(英エコノミスト誌 2022年5月28日号)

ロックダウンの影響で人出がほとんどなくなった上海の商業地域(5月26日、写真:ロイター/アフロ)

柔軟性に欠ける政治が実利より優先されている。

 中国はこの20年間、世界経済にとって最大かつ最も頼りになる経済成長の源泉だった。

 この間の世界全体の国内総生産(GDP)成長の4分1をもたらし、80四半期中79四半期でプラス成長を遂げた。

 毛沢東の死後に国を開いてからほぼずっと、中国共産党は国を富ませるにあたって実利的なアプローチを取り、市場改革と国家管理を組み合わせてきた。

 しかし今、中国経済が危険な状態にある。

 喫緊の問題は「ゼロコロナ」キャンペーンだ。この政策は景気の不振を引き起こし、経済活動の停止と再開を繰り返すパターンに追いやってしまう恐れがある。

 これが、もっと大きな問題をこじらせている。国家資本主義を作り替えようとする習近平国家主席のイデオロギー闘争がそれだ。

 今の路線を継続すれば、中国の経済成長は鈍化し、予測可能性が低下し、中国と世界に大きな影響をもたらすことになる。

共産党大会を前にぐらつく中国経済

 上海のロックダウン(都市封鎖)は導入から2カ月近くを経て緩和されつつあるが、中国はゼロコロナにはほど遠い状況にあり、北京や天津で新たな感染拡大が生じている。

 2億人を超える国民が制限を加えられた生活を送り、景気がぐらついている。

 4月の小売売上高は前年同月比で11%減少し、ケンタッキーフライドチキン(KFC)や自動車、カルティエの宝飾品などの購入も低調だ。

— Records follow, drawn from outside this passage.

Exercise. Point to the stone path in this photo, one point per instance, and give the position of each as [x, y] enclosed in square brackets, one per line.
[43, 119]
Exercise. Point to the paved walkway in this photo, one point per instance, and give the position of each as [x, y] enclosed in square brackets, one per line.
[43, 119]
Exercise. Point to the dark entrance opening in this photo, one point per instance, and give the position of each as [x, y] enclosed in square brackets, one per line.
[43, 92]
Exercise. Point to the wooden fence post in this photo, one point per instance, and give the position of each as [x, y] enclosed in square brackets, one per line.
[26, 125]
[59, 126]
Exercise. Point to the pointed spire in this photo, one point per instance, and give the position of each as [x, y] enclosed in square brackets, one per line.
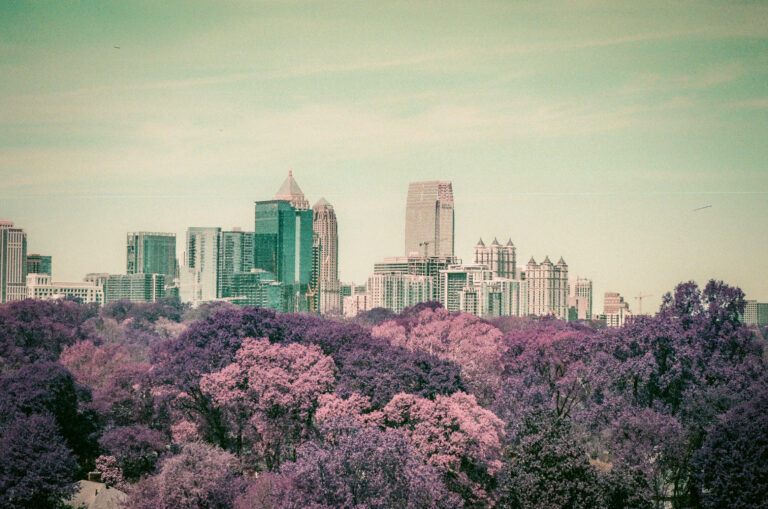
[290, 191]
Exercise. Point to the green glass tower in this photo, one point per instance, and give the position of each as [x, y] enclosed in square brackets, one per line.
[282, 242]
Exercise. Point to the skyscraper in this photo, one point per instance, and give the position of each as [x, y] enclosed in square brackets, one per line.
[547, 288]
[235, 255]
[38, 264]
[327, 277]
[151, 253]
[13, 262]
[429, 219]
[199, 277]
[502, 260]
[282, 242]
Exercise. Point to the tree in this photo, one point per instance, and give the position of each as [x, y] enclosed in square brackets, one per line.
[201, 475]
[364, 467]
[37, 469]
[546, 467]
[49, 388]
[269, 395]
[464, 339]
[457, 436]
[732, 465]
[135, 448]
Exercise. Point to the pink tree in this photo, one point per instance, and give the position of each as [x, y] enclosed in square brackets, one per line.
[464, 339]
[457, 436]
[269, 395]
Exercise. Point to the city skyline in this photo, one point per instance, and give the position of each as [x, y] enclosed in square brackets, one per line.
[588, 132]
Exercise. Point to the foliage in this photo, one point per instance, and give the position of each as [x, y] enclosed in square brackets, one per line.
[201, 475]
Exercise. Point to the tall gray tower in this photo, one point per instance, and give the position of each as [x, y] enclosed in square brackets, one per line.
[429, 219]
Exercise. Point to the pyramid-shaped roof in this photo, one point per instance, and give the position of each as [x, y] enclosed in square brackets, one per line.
[322, 203]
[290, 191]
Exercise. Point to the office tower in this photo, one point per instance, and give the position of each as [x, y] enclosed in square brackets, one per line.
[326, 283]
[398, 291]
[416, 266]
[235, 255]
[256, 287]
[199, 276]
[13, 262]
[39, 264]
[282, 245]
[755, 313]
[455, 278]
[39, 286]
[134, 287]
[547, 288]
[581, 287]
[502, 260]
[429, 220]
[615, 309]
[151, 253]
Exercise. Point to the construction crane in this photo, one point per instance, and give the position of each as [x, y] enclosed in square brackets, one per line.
[639, 298]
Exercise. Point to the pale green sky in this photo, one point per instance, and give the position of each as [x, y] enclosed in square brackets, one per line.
[588, 130]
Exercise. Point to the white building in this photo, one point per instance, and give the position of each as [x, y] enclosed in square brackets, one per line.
[398, 291]
[429, 219]
[40, 286]
[547, 288]
[13, 262]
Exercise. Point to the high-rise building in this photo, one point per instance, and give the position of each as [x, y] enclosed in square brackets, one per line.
[13, 262]
[398, 291]
[39, 264]
[502, 260]
[235, 255]
[455, 278]
[755, 313]
[581, 287]
[257, 287]
[429, 219]
[151, 253]
[199, 276]
[615, 309]
[326, 280]
[547, 288]
[134, 287]
[283, 238]
[39, 286]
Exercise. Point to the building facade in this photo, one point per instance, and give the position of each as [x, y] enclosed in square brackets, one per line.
[502, 260]
[429, 219]
[283, 240]
[235, 255]
[581, 288]
[40, 286]
[547, 288]
[151, 253]
[398, 291]
[199, 276]
[326, 267]
[134, 287]
[13, 262]
[39, 264]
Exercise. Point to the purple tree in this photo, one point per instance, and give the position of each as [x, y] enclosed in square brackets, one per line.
[201, 475]
[269, 395]
[36, 467]
[731, 468]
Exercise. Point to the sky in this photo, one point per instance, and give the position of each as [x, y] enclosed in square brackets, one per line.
[588, 130]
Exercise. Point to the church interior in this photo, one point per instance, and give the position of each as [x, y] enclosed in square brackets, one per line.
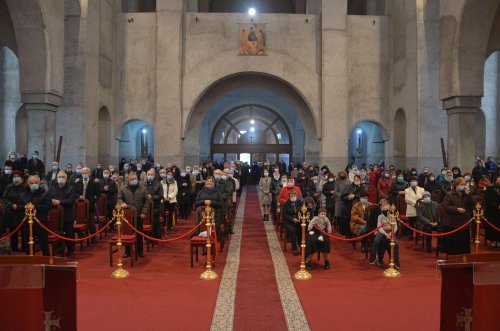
[251, 99]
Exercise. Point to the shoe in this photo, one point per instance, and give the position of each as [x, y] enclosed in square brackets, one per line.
[309, 265]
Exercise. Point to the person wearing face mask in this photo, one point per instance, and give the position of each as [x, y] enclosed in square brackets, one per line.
[135, 194]
[413, 194]
[291, 223]
[41, 201]
[36, 166]
[458, 206]
[109, 188]
[88, 188]
[13, 212]
[265, 193]
[427, 218]
[383, 238]
[492, 212]
[63, 194]
[51, 177]
[170, 190]
[360, 214]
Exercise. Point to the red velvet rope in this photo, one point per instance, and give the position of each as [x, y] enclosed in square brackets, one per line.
[491, 224]
[436, 234]
[349, 239]
[15, 231]
[163, 240]
[73, 239]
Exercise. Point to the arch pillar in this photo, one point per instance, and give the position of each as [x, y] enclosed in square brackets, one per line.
[461, 111]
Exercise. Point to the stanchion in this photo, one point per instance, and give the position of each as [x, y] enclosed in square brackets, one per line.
[302, 274]
[478, 214]
[392, 272]
[118, 216]
[208, 217]
[30, 212]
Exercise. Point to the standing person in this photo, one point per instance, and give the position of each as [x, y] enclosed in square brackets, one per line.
[266, 195]
[35, 166]
[134, 194]
[155, 194]
[492, 212]
[457, 205]
[41, 201]
[170, 190]
[88, 188]
[13, 212]
[63, 194]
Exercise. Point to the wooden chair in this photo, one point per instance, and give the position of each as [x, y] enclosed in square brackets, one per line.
[81, 225]
[101, 216]
[55, 223]
[200, 242]
[128, 237]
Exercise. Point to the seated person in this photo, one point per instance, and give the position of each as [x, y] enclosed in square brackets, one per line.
[316, 241]
[383, 237]
[427, 217]
[360, 213]
[290, 212]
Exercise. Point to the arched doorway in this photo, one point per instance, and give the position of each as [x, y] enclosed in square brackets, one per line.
[251, 133]
[104, 136]
[399, 141]
[366, 144]
[136, 140]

 勤務先の工場に泊まり込んで働いている労働者もいるのに、工業生産や輸出数量は落ち込んでいる。

 2022年通期の経済成長率は、米国のそれを大幅には上回らないかもしれない。もしそうなれば、天安門広場での虐殺で経済制裁を受けた1990年以来の出来事になる。

 習氏にとっては最悪のタイミングだ。習氏は今年秋の第20回中国共産党大会で、2期10年で交代という近年の慣例を破って3期目続投の承認を得るつもりでいるからだ。